The PRIZAD building is in Belgrade, at 2 Obilićev venac. Because of its architectural and urban, cultural and historical value, the building has the status of a cultural monument.

The time before the outbreak of the Second World War was a time of growing instability, inflation and spiritual pressure of totalitarian regimes. The institution which erected the building – Privileged export company – strengthened on the wave of inflation and the need for countries to promote exports. Since it had a special significance for the economy of the country, but until then it operated in rented premises, the company raised its own, luxury, monumental home.

On the basis of a competition conducted in 1937, according to the project of the architect Bogdan Nestorović, the administrative building of the Privileged export joint stock company (PRIZAD) was built. Since the field falls naturally from Obilićev venac to the Sava River, the building found itself in a dominant position.

In designing this building of non-ornamental modernist architecture, there is a visible influence of architecture of totalitarian regimes (Italy and Germany), but also the influence of the French monumentalism.

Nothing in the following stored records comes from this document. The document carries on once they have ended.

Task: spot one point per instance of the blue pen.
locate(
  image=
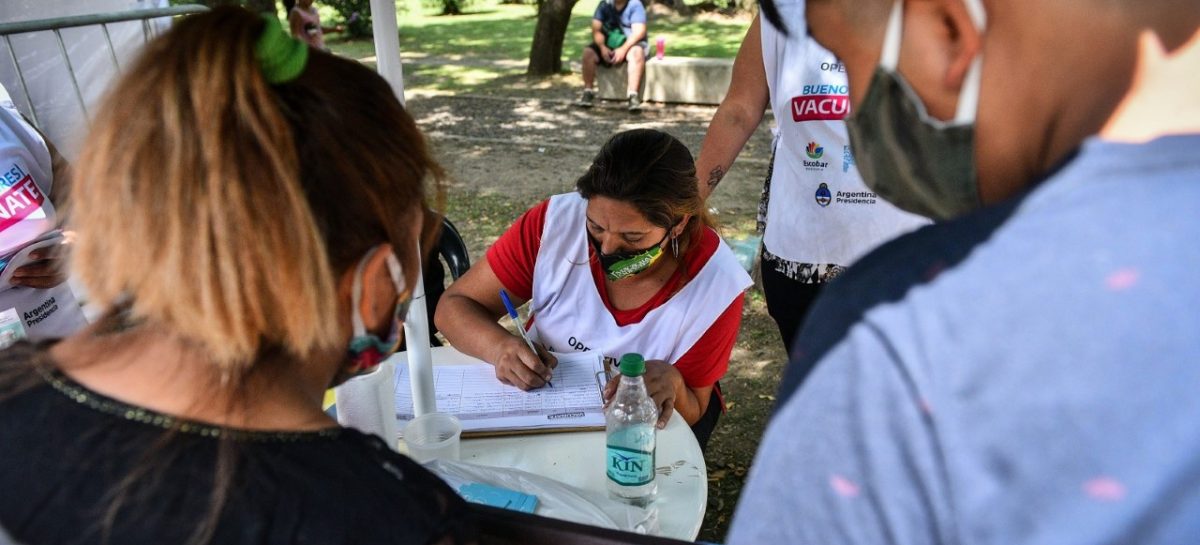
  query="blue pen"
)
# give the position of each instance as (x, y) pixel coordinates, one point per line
(516, 318)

With its harmonious relationship of form and purified non-ornamental facades, the building is identified as a key achievement of Belgrade construction of the fourth decade of the last century, and it has a prominent place in the creative work of the architect Bogdan Nestorović.

After the war, the building was the seat of the OZNA. From the beginning of the 1960s, the building was the seat of TANJUG (Telegraphic Agency of New Yugoslavia), a very important public institution. From this time, a standing sculpture of Moše Pijade, a longtime journalist and publicist, was set in the lobby of the building.